If you subtract out the top 25 games on Steam, I bet Valve made more profit from most of the next 1,000 than the developer themselves made. These guys are our engine customers and we talk to them all the time. Valve takes 30% for distribution; they have to spend 30% on Facebook/Google/Twitter [user acquisition] or traditional marketing, 10% on server, 5% on engine. So, the system takes 75% and that leaves 25% for actually creating the game, worse than the retail distribution economics of the 1990’s.”

Based on experience with Fortnite and Paragon, Sweeney estimates that the true cost of distribution for PC games that sell for $25 or more in Western markets “is under 7% of gross.” That’s only slightly lower than the 12 percent take Epic would establish for its own Epic Games Store the next year.

“Why not give ALL developers a better deal?”

The second email chain revealed in the lawsuit started in November 2018, with Sweeney offering Valve a heads-up on the impending launch of the Epic Games Store that would come just weeks later. While that move was focused on PC and Mac games, Sweeney quickly pivots to a discussion of Apple’s total control over iOS, the subject at the time of a lawsuit whose technicalities were being considered by the Supreme Court.

Years before Epic would bring its own case against Apple, Sweeney was somewhat prescient, noting that “Apple also has the resources to litigate and delay any change [to its total App Store control] for years… What we need right now is enough developer, press, and platform momentum to steer Apple towards fully opening up iOS sooner rather than later.”

To that end, Sweeney attempted to convince Valve that lowering its own platform fees would hurt Apple’s position and thereby contribute to the greater good:

A timely move by Valve to improve Steam economics for all developers would make a great difference in all of this, clearly demonstrating that store competition leads to better rates for all developers. Epic would gladly speak in support of such a move anytime!
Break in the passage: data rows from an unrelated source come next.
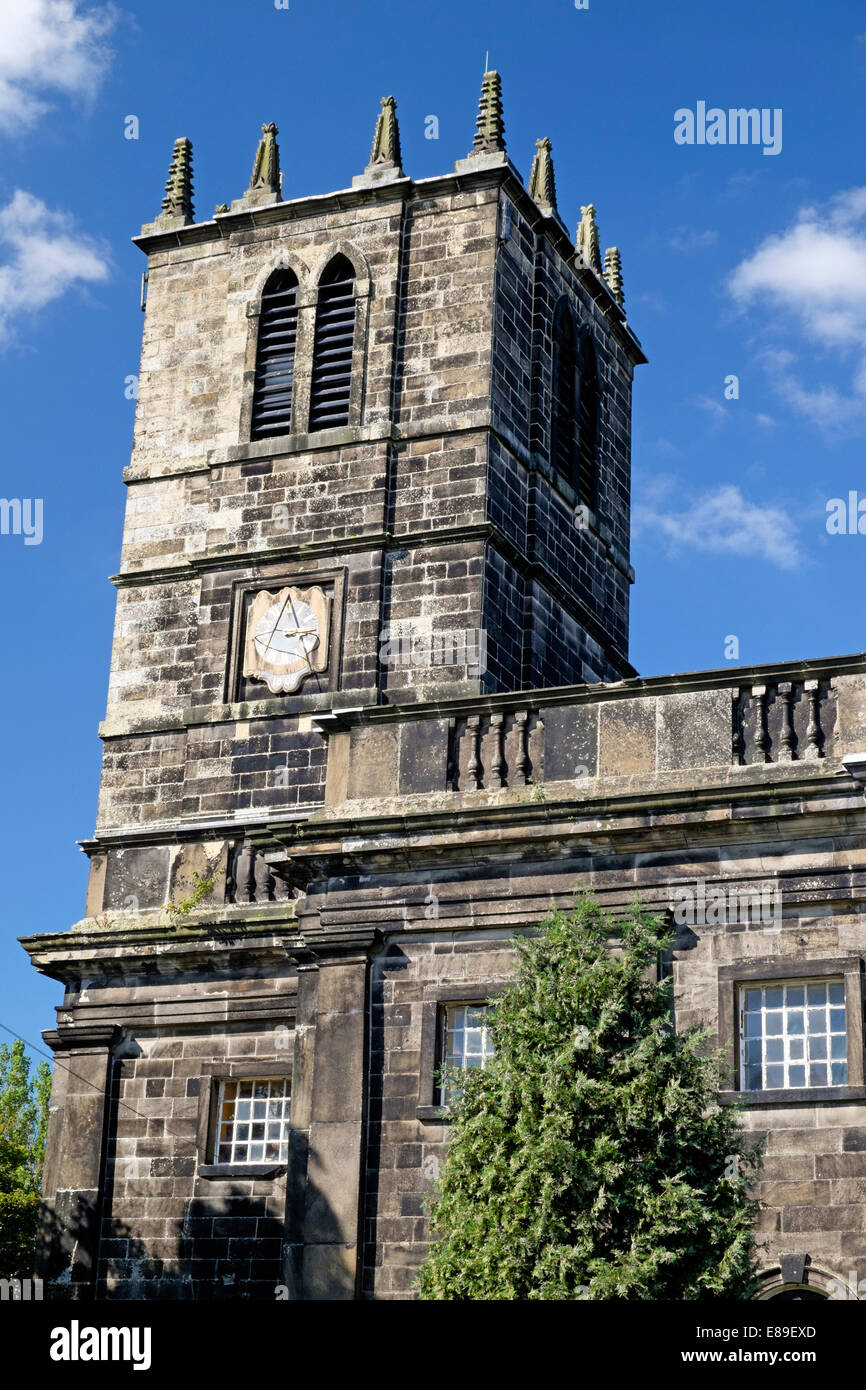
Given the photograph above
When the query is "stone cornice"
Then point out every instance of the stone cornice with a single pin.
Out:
(82, 1037)
(691, 809)
(154, 950)
(722, 677)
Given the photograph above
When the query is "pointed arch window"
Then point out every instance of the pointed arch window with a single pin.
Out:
(275, 356)
(565, 392)
(587, 421)
(332, 345)
(576, 406)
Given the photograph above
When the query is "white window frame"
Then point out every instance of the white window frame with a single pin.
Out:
(237, 1130)
(480, 1033)
(786, 1052)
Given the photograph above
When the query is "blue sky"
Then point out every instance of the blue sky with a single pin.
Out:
(736, 263)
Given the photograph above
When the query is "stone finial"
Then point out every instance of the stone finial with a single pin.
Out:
(387, 139)
(542, 184)
(178, 185)
(613, 274)
(385, 159)
(177, 203)
(587, 239)
(266, 167)
(489, 125)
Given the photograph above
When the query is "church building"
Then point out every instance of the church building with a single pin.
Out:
(371, 712)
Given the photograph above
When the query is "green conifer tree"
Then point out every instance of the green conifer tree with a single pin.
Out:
(24, 1112)
(591, 1158)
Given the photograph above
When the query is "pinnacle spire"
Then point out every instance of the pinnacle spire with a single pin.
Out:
(613, 274)
(177, 209)
(387, 139)
(587, 239)
(489, 125)
(266, 167)
(542, 184)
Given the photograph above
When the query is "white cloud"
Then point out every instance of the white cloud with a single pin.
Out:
(713, 407)
(722, 521)
(813, 278)
(690, 239)
(49, 46)
(41, 257)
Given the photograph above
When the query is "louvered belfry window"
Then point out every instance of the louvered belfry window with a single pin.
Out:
(275, 356)
(587, 421)
(565, 392)
(332, 346)
(576, 405)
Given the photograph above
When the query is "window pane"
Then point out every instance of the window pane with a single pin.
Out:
(241, 1140)
(791, 1037)
(467, 1039)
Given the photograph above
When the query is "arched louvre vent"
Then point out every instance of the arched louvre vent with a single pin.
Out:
(565, 392)
(587, 423)
(275, 356)
(332, 346)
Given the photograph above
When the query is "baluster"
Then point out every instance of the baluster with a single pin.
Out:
(523, 754)
(787, 740)
(761, 741)
(737, 749)
(498, 761)
(452, 770)
(815, 736)
(473, 769)
(249, 883)
(231, 880)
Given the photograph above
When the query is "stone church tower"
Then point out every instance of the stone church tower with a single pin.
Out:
(371, 710)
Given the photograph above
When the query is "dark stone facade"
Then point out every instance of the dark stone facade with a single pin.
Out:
(348, 859)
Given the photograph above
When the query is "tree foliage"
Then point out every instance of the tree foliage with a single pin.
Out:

In a follow-up email on December 3, just days before the Epic Games Store launch, Sweeney took Valve to task more directly for its policy of offering lower platform fees for the largest developers on Steam. He offered some harsh words for Valve while once again begging the company to serve as a positive example in the developing case against Apple.
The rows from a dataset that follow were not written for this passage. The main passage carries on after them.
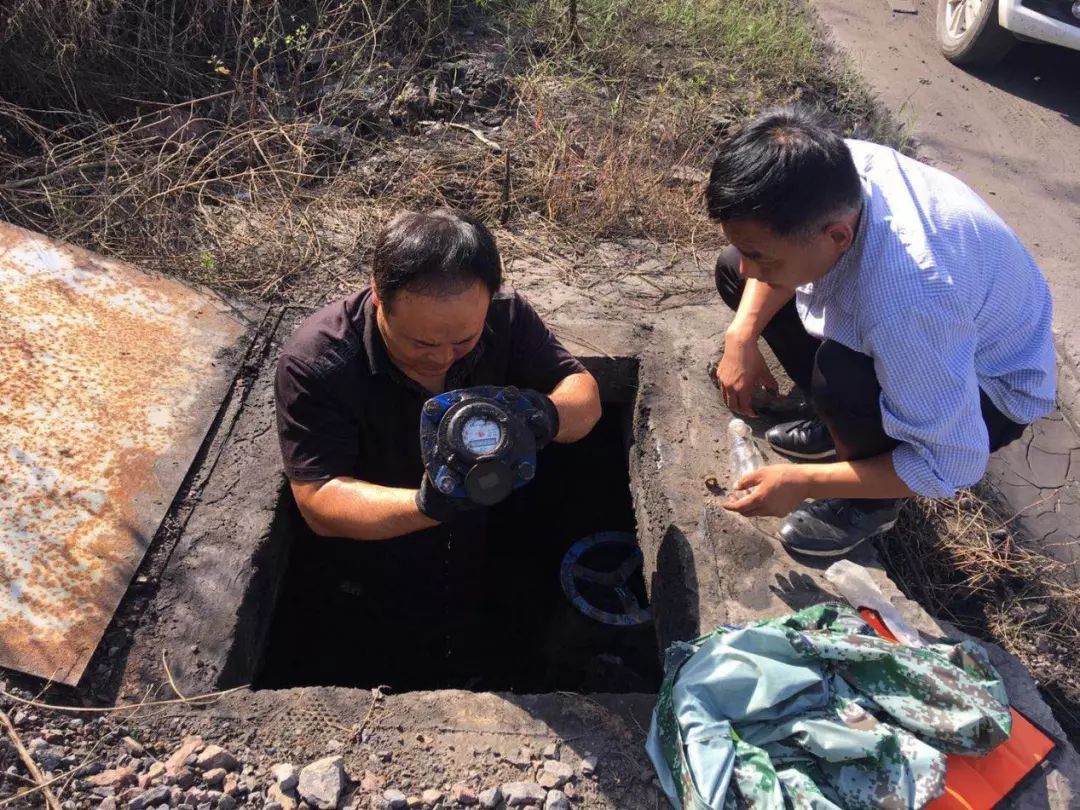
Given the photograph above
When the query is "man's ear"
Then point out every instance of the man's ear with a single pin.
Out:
(841, 234)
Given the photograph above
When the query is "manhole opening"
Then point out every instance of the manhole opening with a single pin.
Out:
(350, 615)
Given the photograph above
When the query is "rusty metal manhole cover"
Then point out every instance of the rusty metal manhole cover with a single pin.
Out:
(109, 380)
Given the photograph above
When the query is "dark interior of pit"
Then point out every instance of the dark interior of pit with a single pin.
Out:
(501, 623)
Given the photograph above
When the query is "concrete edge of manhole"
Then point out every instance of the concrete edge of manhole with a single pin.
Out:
(699, 574)
(732, 571)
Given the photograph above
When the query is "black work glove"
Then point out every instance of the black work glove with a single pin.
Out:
(542, 418)
(439, 507)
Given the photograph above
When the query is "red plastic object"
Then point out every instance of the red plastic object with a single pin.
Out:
(980, 783)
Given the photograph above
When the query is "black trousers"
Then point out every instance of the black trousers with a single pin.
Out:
(840, 382)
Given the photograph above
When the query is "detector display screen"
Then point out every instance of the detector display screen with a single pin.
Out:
(481, 435)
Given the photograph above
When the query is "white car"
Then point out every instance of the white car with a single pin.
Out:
(982, 31)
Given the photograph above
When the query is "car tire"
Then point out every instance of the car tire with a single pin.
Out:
(969, 34)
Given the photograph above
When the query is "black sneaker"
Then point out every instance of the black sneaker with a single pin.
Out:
(808, 439)
(831, 528)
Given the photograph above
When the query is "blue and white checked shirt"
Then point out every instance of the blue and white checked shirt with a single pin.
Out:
(943, 296)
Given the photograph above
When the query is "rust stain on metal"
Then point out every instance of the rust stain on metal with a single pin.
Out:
(109, 379)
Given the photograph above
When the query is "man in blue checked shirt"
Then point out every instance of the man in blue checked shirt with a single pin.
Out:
(908, 312)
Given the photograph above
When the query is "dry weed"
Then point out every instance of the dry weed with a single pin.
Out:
(963, 562)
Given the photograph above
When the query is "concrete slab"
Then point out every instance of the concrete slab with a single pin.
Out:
(703, 567)
(110, 379)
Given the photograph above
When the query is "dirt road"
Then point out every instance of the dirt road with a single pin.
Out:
(1011, 132)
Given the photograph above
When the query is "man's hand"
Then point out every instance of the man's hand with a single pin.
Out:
(439, 507)
(774, 490)
(542, 419)
(741, 369)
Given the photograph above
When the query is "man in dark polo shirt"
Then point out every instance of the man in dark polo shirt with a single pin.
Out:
(350, 387)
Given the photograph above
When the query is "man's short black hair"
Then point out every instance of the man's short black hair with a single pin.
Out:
(435, 253)
(788, 169)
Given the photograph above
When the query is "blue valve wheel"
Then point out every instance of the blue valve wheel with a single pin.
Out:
(596, 576)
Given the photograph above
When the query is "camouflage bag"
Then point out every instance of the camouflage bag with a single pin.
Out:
(813, 711)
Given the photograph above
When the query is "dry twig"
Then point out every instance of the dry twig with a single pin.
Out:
(39, 778)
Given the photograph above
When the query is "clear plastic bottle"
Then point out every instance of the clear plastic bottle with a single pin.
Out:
(743, 454)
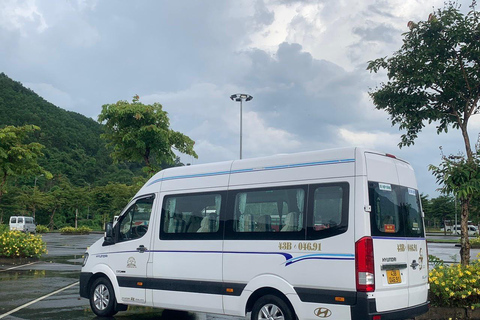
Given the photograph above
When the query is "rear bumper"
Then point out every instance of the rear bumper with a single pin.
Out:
(365, 309)
(84, 284)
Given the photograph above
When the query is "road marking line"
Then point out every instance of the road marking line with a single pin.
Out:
(23, 265)
(37, 300)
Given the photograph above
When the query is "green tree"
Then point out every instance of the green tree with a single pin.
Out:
(141, 133)
(17, 157)
(434, 77)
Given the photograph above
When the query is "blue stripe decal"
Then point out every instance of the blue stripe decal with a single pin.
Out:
(289, 259)
(398, 238)
(320, 257)
(295, 165)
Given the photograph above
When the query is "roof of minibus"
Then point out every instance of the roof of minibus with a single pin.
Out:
(221, 170)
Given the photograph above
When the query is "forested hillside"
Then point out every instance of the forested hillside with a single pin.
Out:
(73, 145)
(86, 183)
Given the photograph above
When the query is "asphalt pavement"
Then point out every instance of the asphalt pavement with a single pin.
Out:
(48, 288)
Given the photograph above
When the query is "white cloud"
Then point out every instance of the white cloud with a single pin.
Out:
(21, 15)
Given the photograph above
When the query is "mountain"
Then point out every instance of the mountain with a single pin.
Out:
(73, 147)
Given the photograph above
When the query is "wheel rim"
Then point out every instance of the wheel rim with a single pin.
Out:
(101, 297)
(271, 312)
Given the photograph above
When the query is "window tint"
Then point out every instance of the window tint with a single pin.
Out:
(134, 223)
(395, 211)
(191, 214)
(328, 210)
(269, 210)
(327, 207)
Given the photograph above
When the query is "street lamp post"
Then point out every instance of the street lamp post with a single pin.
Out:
(240, 97)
Right now, you assholes are telling the world that the strong and powerful get special terms, while 30% is for the little people. We’re all in for a prolonged battle if Apple tries to keep their monopoly and 30% by cutting backroom deals with big publishers to keep them quiet. Why not give ALL developers a better deal? What better way is there to convince Apple quickly that their model is now totally untenable?
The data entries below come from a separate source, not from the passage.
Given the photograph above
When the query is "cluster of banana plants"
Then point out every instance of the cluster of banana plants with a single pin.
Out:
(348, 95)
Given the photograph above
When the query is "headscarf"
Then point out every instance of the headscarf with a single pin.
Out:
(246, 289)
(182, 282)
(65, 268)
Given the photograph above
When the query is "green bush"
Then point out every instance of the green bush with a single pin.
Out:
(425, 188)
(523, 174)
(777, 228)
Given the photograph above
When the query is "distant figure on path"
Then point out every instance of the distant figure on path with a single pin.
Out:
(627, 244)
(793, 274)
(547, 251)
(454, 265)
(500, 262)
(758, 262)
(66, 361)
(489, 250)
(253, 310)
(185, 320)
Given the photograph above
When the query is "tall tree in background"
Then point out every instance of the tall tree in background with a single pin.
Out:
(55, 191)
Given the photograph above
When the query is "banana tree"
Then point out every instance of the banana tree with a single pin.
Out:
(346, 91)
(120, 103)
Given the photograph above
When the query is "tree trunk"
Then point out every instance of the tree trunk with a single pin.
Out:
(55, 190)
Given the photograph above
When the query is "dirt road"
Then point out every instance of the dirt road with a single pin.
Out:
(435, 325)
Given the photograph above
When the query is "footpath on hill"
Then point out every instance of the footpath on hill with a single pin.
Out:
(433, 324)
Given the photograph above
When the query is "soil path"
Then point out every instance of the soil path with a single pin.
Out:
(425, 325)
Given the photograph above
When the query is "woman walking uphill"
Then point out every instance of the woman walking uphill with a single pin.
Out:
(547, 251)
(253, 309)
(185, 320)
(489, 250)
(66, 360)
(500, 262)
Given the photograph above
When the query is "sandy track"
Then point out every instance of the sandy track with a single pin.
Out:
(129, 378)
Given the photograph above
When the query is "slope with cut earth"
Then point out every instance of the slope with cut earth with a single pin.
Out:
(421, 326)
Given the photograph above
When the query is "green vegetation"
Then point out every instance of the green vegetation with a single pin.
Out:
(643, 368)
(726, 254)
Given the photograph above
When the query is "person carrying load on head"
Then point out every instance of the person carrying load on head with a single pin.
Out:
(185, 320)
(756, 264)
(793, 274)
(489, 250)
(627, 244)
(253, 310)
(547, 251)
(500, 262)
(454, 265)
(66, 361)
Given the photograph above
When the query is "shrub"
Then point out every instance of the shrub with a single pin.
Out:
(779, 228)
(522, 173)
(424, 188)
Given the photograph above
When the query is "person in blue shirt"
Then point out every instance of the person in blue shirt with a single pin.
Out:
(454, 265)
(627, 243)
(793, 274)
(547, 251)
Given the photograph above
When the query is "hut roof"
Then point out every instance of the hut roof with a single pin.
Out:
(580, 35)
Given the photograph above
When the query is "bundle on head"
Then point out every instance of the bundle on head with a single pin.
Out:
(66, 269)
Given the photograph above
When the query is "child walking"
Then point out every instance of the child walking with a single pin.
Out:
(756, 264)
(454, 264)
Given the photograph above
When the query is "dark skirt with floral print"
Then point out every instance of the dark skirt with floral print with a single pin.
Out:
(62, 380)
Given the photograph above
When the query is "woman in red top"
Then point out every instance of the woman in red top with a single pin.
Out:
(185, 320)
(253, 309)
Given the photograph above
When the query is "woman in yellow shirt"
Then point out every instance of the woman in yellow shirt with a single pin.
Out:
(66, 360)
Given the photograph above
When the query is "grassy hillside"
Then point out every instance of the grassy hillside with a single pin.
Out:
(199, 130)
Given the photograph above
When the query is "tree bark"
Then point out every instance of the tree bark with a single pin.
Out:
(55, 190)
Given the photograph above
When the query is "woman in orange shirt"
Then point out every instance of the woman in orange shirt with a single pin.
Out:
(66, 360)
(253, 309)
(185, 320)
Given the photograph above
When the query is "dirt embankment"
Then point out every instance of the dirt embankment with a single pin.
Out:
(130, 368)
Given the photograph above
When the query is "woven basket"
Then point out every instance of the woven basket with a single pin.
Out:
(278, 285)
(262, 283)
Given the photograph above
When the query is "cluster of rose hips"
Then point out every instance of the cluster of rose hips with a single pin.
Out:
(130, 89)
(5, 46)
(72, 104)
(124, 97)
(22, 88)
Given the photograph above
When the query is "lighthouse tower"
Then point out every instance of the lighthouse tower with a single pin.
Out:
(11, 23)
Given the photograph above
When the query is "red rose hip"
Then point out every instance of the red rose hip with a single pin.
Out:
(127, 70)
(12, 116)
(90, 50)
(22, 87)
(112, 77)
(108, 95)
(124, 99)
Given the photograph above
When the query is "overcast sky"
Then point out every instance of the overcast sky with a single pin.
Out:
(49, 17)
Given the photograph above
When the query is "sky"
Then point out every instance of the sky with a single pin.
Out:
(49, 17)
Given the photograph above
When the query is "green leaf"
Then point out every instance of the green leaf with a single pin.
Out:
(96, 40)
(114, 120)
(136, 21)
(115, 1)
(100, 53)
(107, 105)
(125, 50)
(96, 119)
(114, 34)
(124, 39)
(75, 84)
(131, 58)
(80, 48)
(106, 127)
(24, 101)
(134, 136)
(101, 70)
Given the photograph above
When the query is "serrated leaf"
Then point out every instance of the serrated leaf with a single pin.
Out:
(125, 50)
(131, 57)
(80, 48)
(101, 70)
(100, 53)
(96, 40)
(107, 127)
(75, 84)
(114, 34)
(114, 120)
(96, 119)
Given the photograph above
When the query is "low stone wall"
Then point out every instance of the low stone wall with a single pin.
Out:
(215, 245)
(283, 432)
After being forwarded the message by Valve’s Erik Johnson, Valve COO Scott Lynch simply offered up a sardonic “You mad bro?”

GameDiscoverCo provides a good summary of other legal tidbits offered in the (often heavily redacted) documents published in the case file this week. Wolfire is now seeking a class-action designation in the suit with arguments that largely rehash those that we covered when the case was originally filed in 2021 (and revived in 2022). While Epic Games isn’t directly involved in those legal arguments, it seems Sweeney’s long-standing position against Valve’s monopoly might continue to factor into the case anyway.